Satu tamparan kuat mendarat di pipi Afka, wajahnya sampai menoleh ke samping dengan rasa perih yang menjalar dari tamparan itu.
"Anda orang yang nggak tau diri! Dasar bajingan!"
Nalya memandang Afka dengan tajam, perasaan marahnya tak bisa dia tahan lebih lama dan berakhir meledak dengan tamparan kuat di pipi suaminya.
Nalya kemudian membuka pintu dan menurunkan sebelah kakinya. Namun belum sampai dirinya berhasil keluar, Afka kembali memegangi lengannya dan berakhir Nalya kembali duduk dengan Afka yang menutup pintu lalu menguncinya lagi.
Nalya memukul tangan Afka agar pegangannya pada lengan Nalya terlepas tapi bagaimana pun Nalya memukulnya dengan keras Afka tetap tak melepaskannya, tulang lengan Nalya yang kecil itu rasanya akan remuk sebentar lagi.
"Kalau kamu terus bersikap seperti ini, masalah tidak akan selesai."

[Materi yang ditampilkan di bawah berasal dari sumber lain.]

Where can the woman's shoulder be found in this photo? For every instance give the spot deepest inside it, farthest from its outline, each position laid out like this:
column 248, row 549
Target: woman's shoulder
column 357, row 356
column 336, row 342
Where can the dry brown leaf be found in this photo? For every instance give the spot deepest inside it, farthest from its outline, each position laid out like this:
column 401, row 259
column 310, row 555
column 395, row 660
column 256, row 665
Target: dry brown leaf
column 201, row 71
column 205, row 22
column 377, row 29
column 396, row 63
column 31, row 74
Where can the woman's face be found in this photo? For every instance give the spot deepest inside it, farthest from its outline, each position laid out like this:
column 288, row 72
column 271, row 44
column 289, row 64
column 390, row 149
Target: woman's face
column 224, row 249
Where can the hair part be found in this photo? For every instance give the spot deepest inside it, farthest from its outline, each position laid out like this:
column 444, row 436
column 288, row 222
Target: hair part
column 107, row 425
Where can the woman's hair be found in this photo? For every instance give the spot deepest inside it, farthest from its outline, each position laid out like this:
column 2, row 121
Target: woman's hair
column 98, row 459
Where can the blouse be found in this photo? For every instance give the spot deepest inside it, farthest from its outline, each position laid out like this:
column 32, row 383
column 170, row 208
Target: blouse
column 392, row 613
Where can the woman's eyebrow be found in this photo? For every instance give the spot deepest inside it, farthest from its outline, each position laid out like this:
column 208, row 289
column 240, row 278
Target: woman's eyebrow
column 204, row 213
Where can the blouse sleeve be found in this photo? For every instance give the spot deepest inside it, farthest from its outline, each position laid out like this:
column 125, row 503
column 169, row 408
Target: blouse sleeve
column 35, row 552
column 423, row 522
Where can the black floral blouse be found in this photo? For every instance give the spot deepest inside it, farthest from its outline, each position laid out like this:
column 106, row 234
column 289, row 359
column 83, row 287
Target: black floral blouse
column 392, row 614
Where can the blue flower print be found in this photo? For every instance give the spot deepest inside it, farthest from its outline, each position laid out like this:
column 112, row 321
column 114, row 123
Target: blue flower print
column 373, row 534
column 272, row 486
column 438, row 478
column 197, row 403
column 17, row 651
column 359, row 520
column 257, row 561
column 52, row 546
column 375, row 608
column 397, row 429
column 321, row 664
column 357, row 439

"Dan kalau anda terus bersikap kasar pada saya, bahkan bersujud di kaki saya pun tidak akan mengubah keputusan saya."
Afka melepaskan lengan Nalya setelah mendengar balasan dari wanita itu terhadap perkataannya, rahangnya mengeras melihat bagaimana Nalya kini bergeser lebih jauh darinya dan memegangi lengan kanannya yang memerah.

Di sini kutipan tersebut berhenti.